Alerting: Update scheduler to provide full specification to rule update channel (#101375)

update scheduler's aler rule to accept regular Evaluation in update channel This makes it accept the full rule definition, which is required in reset state.
3 months ago · 32fde6dba4
parent b5faf5d9a1
commit 32fde6dba4
6 changed files with 32 additions and 44 deletions
--- a/pkg/services/ngalert/schedule/alert_rule.go
+++ b/pkg/services/ngalert/schedule/alert_rule.go
@ -37,7 +37,7 @@ type Rule interface {
 	// It has no effect if the rule has not yet been Run, or if the rule is Stopped.
 	Eval(eval *Evaluation) (bool, *Evaluation)
 	// Update sends a singal to change the definition of the rule.
-	Update(lastVersion RuleVersionAndPauseStatus) bool
+	Update(eval *Evaluation) bool
 	// Type gives the type of the rule.
 	Type() ngmodels.RuleType
 	// Status indicates the status of the evaluating rule.
@ -59,7 +59,6 @@ func newRuleFactory(
 	sender AlertsSender,
 	stateManager *state.Manager,
 	evalFactory eval.EvaluatorFactory,
-	ruleProvider ruleProvider,
 	clock clock.Clock,
 	rrCfg setting.RecordingRuleSettings,
 	met *metrics.Scheduler,
@ -95,7 +94,6 @@ func newRuleFactory(
 			sender,
 			stateManager,
 			evalFactory,
-			ruleProvider,
 			clock,
 			met,
 			logger,
@ -109,15 +107,11 @@ func newRuleFactory(
 type evalAppliedFunc = func(ngmodels.AlertRuleKey, time.Time)
 type stopAppliedFunc = func(ngmodels.AlertRuleKey)

-type ruleProvider interface {
-	get(ngmodels.AlertRuleKey) *ngmodels.AlertRule
-}
-
 type alertRule struct {
 	key ngmodels.AlertRuleKeyWithGroup

 	evalCh   chan *Evaluation
-	updateCh chan RuleVersionAndPauseStatus
+	updateCh chan *Evaluation
 	ctx      context.Context
 	stopFn   util.CancelCauseFunc

@ -129,7 +123,6 @@ type alertRule struct {
 	sender       AlertsSender
 	stateManager *state.Manager
 	evalFactory  eval.EvaluatorFactory
-	ruleProvider ruleProvider

 	// Event hooks that are only used in tests.
 	evalAppliedHook evalAppliedFunc
@ -149,7 +142,6 @@ func newAlertRule(
 	sender AlertsSender,
 	stateManager *state.Manager,
 	evalFactory eval.EvaluatorFactory,
-	ruleProvider ruleProvider,
 	clock clock.Clock,
 	met *metrics.Scheduler,
 	logger log.Logger,
@ -161,7 +153,7 @@ func newAlertRule(
 	return &alertRule{
 		key:                  key,
 		evalCh:               make(chan *Evaluation),
-		updateCh:             make(chan RuleVersionAndPauseStatus),
+		updateCh:             make(chan *Evaluation),
 		ctx:                  ctx,
 		stopFn:               stop,
 		appURL:               appURL,
@ -171,7 +163,6 @@ func newAlertRule(
 		sender:               sender,
 		stateManager:         stateManager,
 		evalFactory:          evalFactory,
-		ruleProvider:         ruleProvider,
 		evalAppliedHook:      evalAppliedHook,
 		stopAppliedHook:      stopAppliedHook,
 		metrics:              met,
@ -220,7 +211,7 @@ func (a *alertRule) Eval(eval *Evaluation) (bool, *Evaluation) {
 }

 // update sends an instruction to the rule evaluation routine to update the scheduled rule to the specified version.
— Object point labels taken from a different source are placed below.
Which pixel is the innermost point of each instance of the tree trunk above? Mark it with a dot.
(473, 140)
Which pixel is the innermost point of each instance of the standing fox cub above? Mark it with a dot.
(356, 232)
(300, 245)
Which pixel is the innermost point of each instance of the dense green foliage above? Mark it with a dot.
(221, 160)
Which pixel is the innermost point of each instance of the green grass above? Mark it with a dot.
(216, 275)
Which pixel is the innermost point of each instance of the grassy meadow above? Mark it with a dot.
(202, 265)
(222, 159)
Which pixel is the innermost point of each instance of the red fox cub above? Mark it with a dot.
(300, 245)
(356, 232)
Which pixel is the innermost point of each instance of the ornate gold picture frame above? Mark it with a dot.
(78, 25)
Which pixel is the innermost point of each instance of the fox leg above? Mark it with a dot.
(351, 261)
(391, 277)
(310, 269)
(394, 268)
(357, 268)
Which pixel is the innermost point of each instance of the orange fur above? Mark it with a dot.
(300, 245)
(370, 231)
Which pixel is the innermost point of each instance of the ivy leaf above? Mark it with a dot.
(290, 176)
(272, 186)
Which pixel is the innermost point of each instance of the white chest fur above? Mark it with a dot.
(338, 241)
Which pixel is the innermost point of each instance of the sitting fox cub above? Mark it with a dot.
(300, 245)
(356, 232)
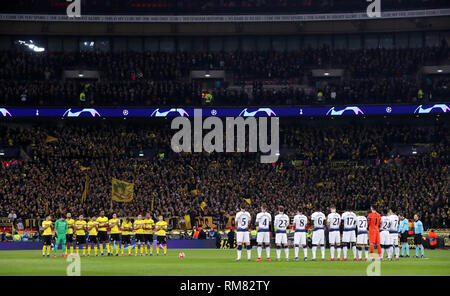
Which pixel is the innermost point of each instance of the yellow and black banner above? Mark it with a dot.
(122, 191)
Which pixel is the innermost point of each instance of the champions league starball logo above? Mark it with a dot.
(170, 112)
(266, 111)
(4, 112)
(83, 112)
(437, 108)
(351, 110)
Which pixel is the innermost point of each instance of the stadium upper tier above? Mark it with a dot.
(351, 165)
(142, 7)
(250, 78)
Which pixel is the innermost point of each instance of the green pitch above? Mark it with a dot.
(216, 262)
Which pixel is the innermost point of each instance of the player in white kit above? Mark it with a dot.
(361, 239)
(300, 222)
(263, 221)
(242, 235)
(348, 235)
(281, 223)
(393, 232)
(385, 238)
(334, 235)
(318, 236)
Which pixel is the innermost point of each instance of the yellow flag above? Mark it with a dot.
(86, 189)
(122, 191)
(50, 139)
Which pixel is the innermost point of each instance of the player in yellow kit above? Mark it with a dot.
(102, 234)
(92, 230)
(69, 236)
(80, 227)
(47, 235)
(114, 224)
(161, 227)
(139, 237)
(149, 224)
(127, 228)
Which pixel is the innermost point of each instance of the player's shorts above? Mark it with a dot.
(394, 238)
(318, 237)
(300, 238)
(243, 237)
(348, 236)
(263, 237)
(361, 239)
(115, 237)
(374, 237)
(334, 237)
(161, 239)
(93, 239)
(47, 240)
(418, 239)
(126, 239)
(385, 238)
(139, 237)
(404, 237)
(281, 238)
(81, 239)
(148, 237)
(102, 236)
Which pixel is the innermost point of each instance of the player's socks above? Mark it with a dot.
(278, 252)
(314, 249)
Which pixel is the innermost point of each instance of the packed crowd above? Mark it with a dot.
(215, 6)
(351, 166)
(157, 78)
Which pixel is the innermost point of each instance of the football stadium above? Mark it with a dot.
(225, 138)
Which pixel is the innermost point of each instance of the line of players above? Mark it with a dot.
(379, 231)
(96, 230)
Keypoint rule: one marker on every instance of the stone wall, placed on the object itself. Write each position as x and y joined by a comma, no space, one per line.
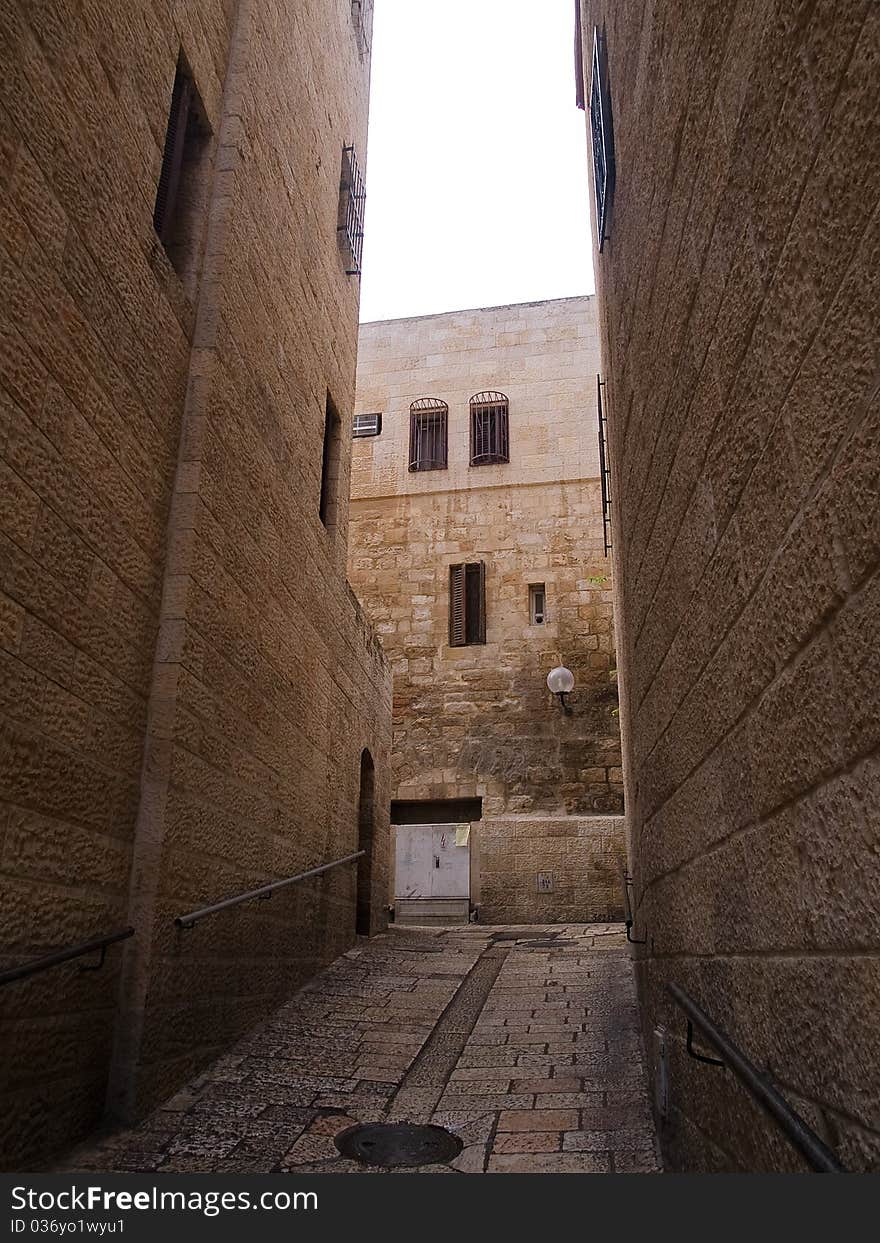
741,297
477,720
187,680
551,869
The specified version must be later than the current version, otherwise no update will happen.
-func (a *alertRule) Update(lastVersion RuleVersionAndPauseStatus) bool {
+func (a *alertRule) Update(eval *Evaluation) bool {
 	// check if the channel is not empty.
 	select {
 	case <-a.updateCh:
@ -230,7 +221,7 @@ func (a *alertRule) Update(lastVersion RuleVersionAndPauseStatus) bool {
 	}

 	select {
-	case a.updateCh <- lastVersion:
+	case a.updateCh <- eval:
 		return true
 	case <-a.ctx.Done():
 		return false
@ -254,15 +245,16 @@ func (a *alertRule) Run() error {
 		select {
 		// used by external services (API) to notify that rule is updated.
 		case ctx := <-a.updateCh:
-			if currentFingerprint == ctx.Fingerprint {
+			fp := ctx.Fingerprint()
+			if currentFingerprint == fp {
 				a.logger.Info("Rule's fingerprint has not changed. Skip resetting the state", "currentFingerprint", currentFingerprint)
 				continue
 			}

-			a.logger.Info("Clearing the state of the rule because it was updated", "isPaused", ctx.IsPaused, "fingerprint", ctx.Fingerprint)
+			a.logger.Info("Clearing the state of the rule because it was updated", "isPaused", ctx.rule.IsPaused, "fingerprint", fp)
 			// clear the state. So the next evaluation will start from the scratch.
-			a.resetState(grafanaCtx, ctx.IsPaused)
-			currentFingerprint = ctx.Fingerprint
+			a.resetState(grafanaCtx, ctx.rule, ctx.rule.IsPaused)
+			currentFingerprint = fp
 		// evalCh - used by the scheduler to signal that evaluation is needed.
 		case ctx, ok := <-a.evalCh:
 			if !ok {
@ -298,7 +290,7 @@ func (a *alertRule) Run() error {
 					// lingers in DB and won't be cleaned up until next alert rule update.
 					needReset = needReset || (currentFingerprint == 0 && isPaused)
 					if needReset {
-						a.resetState(grafanaCtx, isPaused)
+						a.resetState(grafanaCtx, ctx.rule, isPaused)
 					}
 					currentFingerprint = f
 					if isPaused {
@ -494,8 +486,7 @@ func (a *alertRule) expireAndSend(ctx context.Context, states []state.StateTrans
 	}
 }

-func (a *alertRule) resetState(ctx context.Context, isPaused bool) {
-	rule := a.ruleProvider.get(a.key.AlertRuleKey)
+func (a *alertRule) resetState(ctx context.Context, rule *ngmodels.AlertRule, isPaused bool) {
 	reason := ngmodels.StateReasonUpdated
 	if isPaused {
 		reason = ngmodels.StateReasonPaused
--- a/pkg/services/ngalert/schedule/alert_rule_test.go
+++ b/pkg/services/ngalert/schedule/alert_rule_test.go
@ -43,7 +43,7 @@ func TestAlertRule(t *testing.T) {
 			r := blankRuleForTests(context.Background(), models.GenerateRuleKeyWithGroup(1))
 			resultCh := make(chan bool)
 			go func() {
-				resultCh <- r.Update(RuleVersionAndPauseStatus{fingerprint(rand.Uint64()), false})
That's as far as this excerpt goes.